My comment: The link from viral microRNAs and entropic elasticity to the anti-entropic epigenetic effects of nutrient-dependent microRNAs is becoming clearer. The nutrient-dependent microRNAs control RNA-mediated cell type differentiation via amino acid substitutions.  That fact will come as a surprise to many people because scientists do not use terms consistently.
Some terms change when new information becomes available about links between protein structure and function.  You may never again see our phrase “alternative splicing techniques of pre-mRNA” in the context of an epigenetic “mechanism” linked to RNA-mediated amino acid substitutions and cell type differentiation. Some terms change because researchers need to report something new to help ensure future funding. If they can turn a phase, or invent a new term, it may confuse people. But, researchers must “follow the money.”
You may see mRNA isoforms linked to amino acid substitutions and reported as “amino acid sequences” in the context of difference in corresponding proteins. You may still see claims that proteins evolve.
What you are less likely to see is any additional claims that “…genomic conservation and constraint-breaking mutation is the ultimate source of all biological innovations and the enormous amount of biodiversity in this world” (p. 199).  You are more likely to see claims that “The expression of a gene is controlled by several other elements or factors such as microRNAs, transcribed small RNAs, and epigenetics.” Figure 6.1 (p. 114).
The claim on page 114 is made in the same book with the ridiculous conclusion about mutations on page 199. That is cause for concern.  The book is Mutation-Driven Evolution and it was published 40 years after Dobzhansky (1973) noted that “…the so-called alpha chains of hemoglobin have identical sequences of amino acids in man and the chimpanzee, but they differ in a single amino acid (out of 141) in the gorilla” (p. 127).
It is now clear to many serious scientists that cell type differentiation is RNA-mediated via nutrient-dependent amino acid substitutions that stabilize the organized genomes of all genera via the fixation of the amino acid substitutions in the context of the physiology of reproduction.
It is also clear that evolutionary theorists would rather have you continue to believe in their ridiculous theories than to accept the fact that their theories are horrid misrepresentations of biological facts. The facts must be considered in the context of disease prevention and treatment. The ridiculous theories must be discarded.
See also: Noncoding RNAs that associate with YB-1 alter proliferation in prostate cancer cells, which was reported as:

Team finds two new and very large classes of RNAs linked to cancer biomarker


Many small RNAs known as microRNAs already have been shown to correlate with different grades of prostate cancer and could potentially serve as biomarkers for diagnosis and treatment,” Dr. John said. “We did this study after computer models led us to hypothesize that there was a connection between YB-1 and microRNAs. What started out as a curiosity-driven experiment ended up being an exhilarating treasure hunt over four years, culminating in the discovery of two big molecular finds from human cells.

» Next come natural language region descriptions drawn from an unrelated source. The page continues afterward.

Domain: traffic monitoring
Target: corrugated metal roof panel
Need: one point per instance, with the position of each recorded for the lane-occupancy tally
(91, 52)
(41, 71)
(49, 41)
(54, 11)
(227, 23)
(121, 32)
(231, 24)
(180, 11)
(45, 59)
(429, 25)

My comment: The balance of viral microRNAs and nutrient-dependent microRNAs links the microRNA/messenger RNA balance to:
1) sex differences in alternatively spliced mRNAs;
2) sex differences in their amino acid sequences;
3) sex differences in their biological functions;
4) sex differences in cancers.
Ovarian cancer biomarkers and prostate cancer biomarkers link similarities and differences in viral microRNAs and nutrient-dependent microRNAs to RNA-mediated sex difference in cell type differentiation. RNA-mediated sex differences in cell types are linked to RNA-mediated differences in all cell types of all individuals of all species via the conserved molecular mechanisms of biophysically constrained nutrient-dependent protein folding chemistry. Progress in cancer research will not come from the evolution industry or from ridiculous theories.